I nomi degli autori di Fergana,
i cui testi qui pubblicati in italiano rappresentano una delle
pagine della poesia indipendente russofona, sono echeggiati
per la prima volta alla conferenza dei critici di Taškent
quindici anni fa e, all’inizio degli anni ’90, sono comparsi
negli articoli dei giornalisti moscoviti e pietroburghesi.
Si tratta di un gruppo di persone, unite dell’aria che respiravano,
dalla comunanza dei gusti letterari, dal senso del territorio.
I motivi principali della loro opera sono: la serenità
(cioè una condizione statica, che conferma che il mondo
semplicemente scorre); la precisione delle descrizioni sensoriali,
e non una astrusità complicata; la percezione della
felicità, capace di soffocare la lingua, il cui limite
secondo Wittgenstein coincide con il limite del mondo; la
propensione per la terra e per il frammento, che è
l’elemento più naturale della sopravvivenza emotiva;
l’atmosfera, che in ogni momento rischia di spezzarti il cuore,
il caldo spazio vuoto, indefinito e indivisibile; la tendenza
ad allontanarsi il più possibile dalle proprie radici
per arricchirle con la propria partenza, e al tempo stesso
"un amore esitante e dolce per un determinato frammento
del reale" (come è detto in un articolo di Pasolini,
dedicato a un film giovanile di Bertolucci); il contatto come
modo rispettabile di accordarsi con la realtà; la riservatezza
e il tono neutrale, che preservano la tua libertà.
Nel nostro Oriente, a Fergana, l’uomo è una parte dell’aria,
con cui fluttua verso un’ignota lontananza, – sei rivolto
fondamentalmente verso un’epicità ereditaria.

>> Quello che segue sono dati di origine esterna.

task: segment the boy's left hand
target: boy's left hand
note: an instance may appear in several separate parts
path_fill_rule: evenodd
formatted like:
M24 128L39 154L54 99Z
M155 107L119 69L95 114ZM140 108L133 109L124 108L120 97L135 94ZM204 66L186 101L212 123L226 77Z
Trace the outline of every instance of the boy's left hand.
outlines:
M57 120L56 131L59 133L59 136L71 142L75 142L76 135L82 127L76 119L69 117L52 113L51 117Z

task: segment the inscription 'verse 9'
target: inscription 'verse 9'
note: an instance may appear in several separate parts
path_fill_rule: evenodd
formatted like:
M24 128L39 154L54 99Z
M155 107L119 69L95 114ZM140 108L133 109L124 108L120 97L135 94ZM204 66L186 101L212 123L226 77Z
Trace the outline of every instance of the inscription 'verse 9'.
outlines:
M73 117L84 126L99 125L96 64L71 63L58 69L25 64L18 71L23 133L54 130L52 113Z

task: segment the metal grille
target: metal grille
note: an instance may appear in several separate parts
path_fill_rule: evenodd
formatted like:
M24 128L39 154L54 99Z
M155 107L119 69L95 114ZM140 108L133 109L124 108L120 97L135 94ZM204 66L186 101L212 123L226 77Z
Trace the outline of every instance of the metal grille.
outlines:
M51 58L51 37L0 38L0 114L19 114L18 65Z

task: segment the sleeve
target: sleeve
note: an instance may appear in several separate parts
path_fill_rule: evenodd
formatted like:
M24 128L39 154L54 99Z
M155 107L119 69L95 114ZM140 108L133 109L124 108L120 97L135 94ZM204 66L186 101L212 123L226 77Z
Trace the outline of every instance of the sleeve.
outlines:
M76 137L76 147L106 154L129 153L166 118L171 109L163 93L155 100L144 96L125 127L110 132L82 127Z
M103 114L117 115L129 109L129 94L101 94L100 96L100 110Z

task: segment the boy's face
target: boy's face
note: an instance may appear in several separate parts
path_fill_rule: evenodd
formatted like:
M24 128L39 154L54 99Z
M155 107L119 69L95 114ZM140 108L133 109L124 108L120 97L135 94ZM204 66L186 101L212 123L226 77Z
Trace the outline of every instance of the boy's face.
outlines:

Tutto
accade per le circostanze esterne e per una vaghezza paternalistica.
Cosicché qui sono ideali la poesia impersonale e la
prosa frammentaristica, che raggiungono la perfezione e la
naturalezza a discapito della fissazione libera e precisa
dei fatti scoperti. Un simile approccio presuppone la possibilità
di illuminazioni naturali attraverso l’ignoranza e la radiosa
cecità, svanisce il bisogno del giudizio, della riflessione,
dell’impeto di gravosi sforzi analitici. Occorre anche notare
l’atteggiamento dei poeti di Fergana verso la questione stilistica:
rifiutiamo il diktat della struttura tempo – ritmica, perché
è il segno della meccanicità del materiale,
noi invece siamo interessati al tessuto versificatorio, che
non è affatto determinato soltanto dalla purezza e
dalla staticità del metro. Sul piano melodico – musicale
ci pare molto più attuale l’intonazione individuale,
che regola i vari accenti sonori, le posizioni deboli e forti,
i salti, le pause, i tremiti, l’eco, i rumori, le lacune,
i passaggi improvvisi, le vibrazioni. Questo modello linguistico
crea una determinata tensione lirica, come costringendo l’autore
ad azioni volontaristiche, visionarie, come immergendolo nella
corrente delle associazioni libere. Per quanto riguarda le
priorità artistiche, qui sono spalancati per noi mondi
di preferenze, teniamo necessariamente in considerazione le
peculiarità individuali e territoriali, ignorando i
sintomi del narcisismo nazionale, poiché la mentalità
orientale e il nichilismo occidentale sono solo un inganno
linguistico. Il nostro lavoro è un inutile tentativo
di esprimere il terrore incalzante davanti alla libertà
eternamente sfuggente. Ogni scrittore compone un’opera, richiamandosi
a un particolare della cultura fondamentale e al contempo
attraversando la linea del condizionamento linguistico. Si
può dire che sia una rete di stili, che lascia la possibilità
per infiniti adattamenti e tormenti, ma attorno si cela un’essenza
svelata che ci unisce – il fortissimo interesse per la vita
e, al tempo stesso, il dubbio riguardante il suo significato.